Eldon Davis Rathburn (21 April 1916 – 31 August 2008) was a Canadian film composer who scored over 250 films during his thirty-year tenure as a staff composer at the National Film Board of Canada. Known as "the dean of Canadian film composers", Rathburn composed music for documentaries, short films, as well as such feature films as Drylanders (1963), Nobody Waved Good-bye (1964), Waiting for Caroline (1969), Cold Journey (1975), and Who Has Seen the Wind (1977). Rathburn was the subject of a 1995 NFB documentary by Louis Hone titled Eldon Rathburn: They Shoot... He Scores.

== Early life and education ==
Rathburn was born in the community of Queenstown, in Queens County, New Brunswick, Canada. As a child he learned to play the piano. Rathburn attended Saint John High School, and received a Licentiate of Music from McGill University in 1937. The following year, he won the Canadian Performing Rights Society Scholarship Competition, and began performing on the piano for local dance bands and radio broadcasts, including with Don Messer. In 1945 he received a Young Artist Award for composition from the Los Angeles Philharmonic Orchestra.
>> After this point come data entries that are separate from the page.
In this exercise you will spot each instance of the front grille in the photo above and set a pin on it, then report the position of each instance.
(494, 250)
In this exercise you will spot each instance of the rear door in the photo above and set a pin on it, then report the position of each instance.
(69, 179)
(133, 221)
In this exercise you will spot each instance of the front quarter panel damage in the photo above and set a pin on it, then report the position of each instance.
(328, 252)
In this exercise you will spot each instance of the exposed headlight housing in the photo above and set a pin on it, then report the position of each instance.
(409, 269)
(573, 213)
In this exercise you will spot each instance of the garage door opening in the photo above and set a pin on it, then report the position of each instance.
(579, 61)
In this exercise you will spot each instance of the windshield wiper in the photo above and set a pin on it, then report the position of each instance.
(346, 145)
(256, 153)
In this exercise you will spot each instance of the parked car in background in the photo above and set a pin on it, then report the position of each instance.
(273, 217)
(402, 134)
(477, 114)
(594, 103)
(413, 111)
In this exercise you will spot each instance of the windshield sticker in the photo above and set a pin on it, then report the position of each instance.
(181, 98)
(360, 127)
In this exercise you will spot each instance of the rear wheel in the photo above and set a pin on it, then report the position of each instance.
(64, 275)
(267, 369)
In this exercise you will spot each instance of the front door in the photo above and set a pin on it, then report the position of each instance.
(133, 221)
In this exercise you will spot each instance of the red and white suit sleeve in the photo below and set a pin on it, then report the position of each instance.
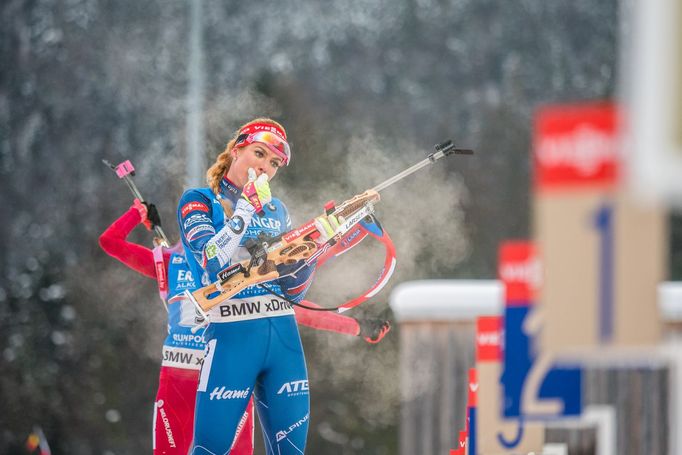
(113, 242)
His winning composition, "Symphonette," was performed by the L.A. Philharmonic under the baton of Alfred Wallenstein on 23 March 1945. In L.A. he studied with Arnold Schoenberg, who had chaired the Young Artist Award adjudication committee. From 1938–39, he studied at the Toronto Conservatory of Music with Healey Willan (composition), Reginald Godden (piano), Charles Peaker (organ), and Leo Smith (harmony).

== Career ==
Rathburn began working at the National Film Board in 1947. Among the 250 films he scored was the 1977 adaptation of W.O. Mitchell's Who Has Seen the Wind. He also provided the music for the NFB's Labyrinth installation at Expo 67. He composed music for a number of early IMAX films.

After his retirement from the NFB in 1976, Rathburn continued to compose; his work was featured at the Ottawa Chamber Music Festival.

On April 14, 1999, he was invested as a Member of the Order of Canada. A book on his life and work, authored by James K. Wright, was published by the McGill-Queens Press in 2019.

Rathburn died in Ottawa on 31 August 2008.